Slowly healing.
I’m just sitting on the shower floor letting the crazy hot water hit my feet. It feels AMAZING!
My large doses of steroids and antivirals have helped a ton. The spots finally stopped Tuesday. So 6 – 7 full days of erupting spots. The itching was about gone. It’s just the healing part now. I worked tonight and don’t think I realized how damn sore my spotted feet were until my shift was over. Not cool.
Also, not cool to always be stuck with less than stellar help. Where are all the workers? I miss them. My boss has no choice but to fish out of the pond nobody really wants. We go through help like crazy. The new people she gets are slow and this is not their perfect job fit. I’ve got the lady in her 70s. Or the newest lady who’s also older. Slow. Needs instruction. I shouldn’t have to say “okay, find something on the list to do and don’t just watch me”. Really? I should just be happy someone wants to work. But honestly it’s almost worse than working alone. And I have to hear about how nobody tips this newest one good. One table left 75 cents last week. Tonight a big table left $8. (She forgot their salads until the food was done. I took out all the food for her. Got everything she forgot. Of course they only left 10%.)
Straight up – tips are based on your service. Maybe it’s you? They aren’t a guarantee or something to be expected but earned. Then she says she keeps getting single tables and that’s why. No, it isn’t. The singles leave me some of the best tips. She just kept having excuses. My tip – Work your ass off. Smile. Go faster. Make conversation with the single tables. Ask questions. Learn names. Pretend you care. Do side work so they can see you’re hustling in between waiting on them. Refills are always a must. Remember the small things. Did she listen to my tips? Nah. Doubtful. She had excuses there too.
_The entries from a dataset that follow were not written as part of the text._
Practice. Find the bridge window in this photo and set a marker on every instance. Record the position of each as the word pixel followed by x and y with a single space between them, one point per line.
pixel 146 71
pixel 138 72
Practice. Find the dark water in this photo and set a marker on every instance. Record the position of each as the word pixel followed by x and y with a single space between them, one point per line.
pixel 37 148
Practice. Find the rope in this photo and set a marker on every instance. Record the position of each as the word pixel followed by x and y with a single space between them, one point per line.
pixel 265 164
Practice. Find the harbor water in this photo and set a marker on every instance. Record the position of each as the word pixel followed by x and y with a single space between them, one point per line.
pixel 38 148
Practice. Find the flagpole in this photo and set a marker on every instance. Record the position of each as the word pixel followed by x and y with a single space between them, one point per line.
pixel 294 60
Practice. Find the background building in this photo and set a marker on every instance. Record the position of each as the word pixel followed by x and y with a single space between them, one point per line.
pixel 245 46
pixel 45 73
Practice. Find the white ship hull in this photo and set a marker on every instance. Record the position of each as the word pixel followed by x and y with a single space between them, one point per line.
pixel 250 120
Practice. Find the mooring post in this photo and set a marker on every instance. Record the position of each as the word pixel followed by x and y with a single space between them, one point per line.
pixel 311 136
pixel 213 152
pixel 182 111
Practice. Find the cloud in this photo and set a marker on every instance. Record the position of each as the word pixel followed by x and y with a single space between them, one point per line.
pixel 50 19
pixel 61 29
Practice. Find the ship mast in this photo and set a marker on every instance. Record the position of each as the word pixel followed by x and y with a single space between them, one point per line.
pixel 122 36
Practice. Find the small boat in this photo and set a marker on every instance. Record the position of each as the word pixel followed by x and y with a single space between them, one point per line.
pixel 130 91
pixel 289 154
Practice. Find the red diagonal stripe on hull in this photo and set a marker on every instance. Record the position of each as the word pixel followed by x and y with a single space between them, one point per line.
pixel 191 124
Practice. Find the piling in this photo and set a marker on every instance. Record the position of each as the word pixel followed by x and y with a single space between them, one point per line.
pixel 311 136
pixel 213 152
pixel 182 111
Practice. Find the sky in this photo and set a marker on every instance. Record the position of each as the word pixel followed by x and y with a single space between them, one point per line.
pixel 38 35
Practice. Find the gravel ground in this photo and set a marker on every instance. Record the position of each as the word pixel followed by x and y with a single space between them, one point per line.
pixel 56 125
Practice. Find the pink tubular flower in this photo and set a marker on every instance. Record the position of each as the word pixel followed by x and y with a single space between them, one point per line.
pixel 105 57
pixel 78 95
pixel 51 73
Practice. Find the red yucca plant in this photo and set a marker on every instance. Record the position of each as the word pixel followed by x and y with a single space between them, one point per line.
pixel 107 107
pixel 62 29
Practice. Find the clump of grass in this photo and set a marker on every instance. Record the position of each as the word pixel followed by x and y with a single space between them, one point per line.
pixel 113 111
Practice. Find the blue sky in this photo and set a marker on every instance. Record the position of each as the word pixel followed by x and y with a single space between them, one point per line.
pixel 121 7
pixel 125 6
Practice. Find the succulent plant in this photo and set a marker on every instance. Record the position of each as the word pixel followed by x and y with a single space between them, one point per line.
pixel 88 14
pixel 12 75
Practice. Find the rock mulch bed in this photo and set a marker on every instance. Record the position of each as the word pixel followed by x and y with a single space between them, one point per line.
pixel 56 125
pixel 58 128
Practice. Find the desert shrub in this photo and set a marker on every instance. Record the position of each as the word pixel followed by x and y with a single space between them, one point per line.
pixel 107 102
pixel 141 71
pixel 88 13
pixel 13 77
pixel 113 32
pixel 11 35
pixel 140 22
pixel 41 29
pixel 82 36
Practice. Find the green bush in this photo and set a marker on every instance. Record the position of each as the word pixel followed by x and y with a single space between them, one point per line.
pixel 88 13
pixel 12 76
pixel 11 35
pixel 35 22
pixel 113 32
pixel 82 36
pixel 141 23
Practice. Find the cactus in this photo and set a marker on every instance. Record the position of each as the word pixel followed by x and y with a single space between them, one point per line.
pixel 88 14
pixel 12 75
I make good tips because honestly most of these truckers just want a friend. I know their names. Their wife and kids name. What kind of dog is in their truck. Who they drive for. What their loads are. The weird things they want with their order. And I listen to every damn story like their my only customer for that minute. A lot of our drivers are fuel haulers. I’m lucky enough to already know the lingo thanks to my marriage. But I ask questions about their day. What the line was like to load. Where they are going next. How much the price went up today. (If you’re wondering – 20 cents across the board for all regular fuel, 40 cents for diesel. Today. That ends up being thousands extra when you think how much a fuel truck hauls to a gas stations. Our fuel will be going up 30 cents tomorrow for unleaded. I got gas after work thanks to this great info.)
Maybe she’ll slowly use my advice. Maybe she’ll just keep making shitty tips and I’ll get the next great waitress. We will see.
With all the meds I’m pretty miserable. Steroids give me the worst hot flash feelings. The antivirals are disgusting. It’s been fun.
Two more days. Then I have the weekend off. Yay! Tho my boss asked me if she was in a bind if I’d work. Yeah, sure. I’ve had so many days off the last month over sickness I feel bad. But my body would be happy with rest and healing.
Even with the drug side effects I feel so much better tho. I’m realizing I was probably sick the whole time since I had covid. Seriously. My ears and stuff are soooooo much better since getting the meds. I can function again.
But now, I better sleep so I can do another fun 13 hours tomorrow.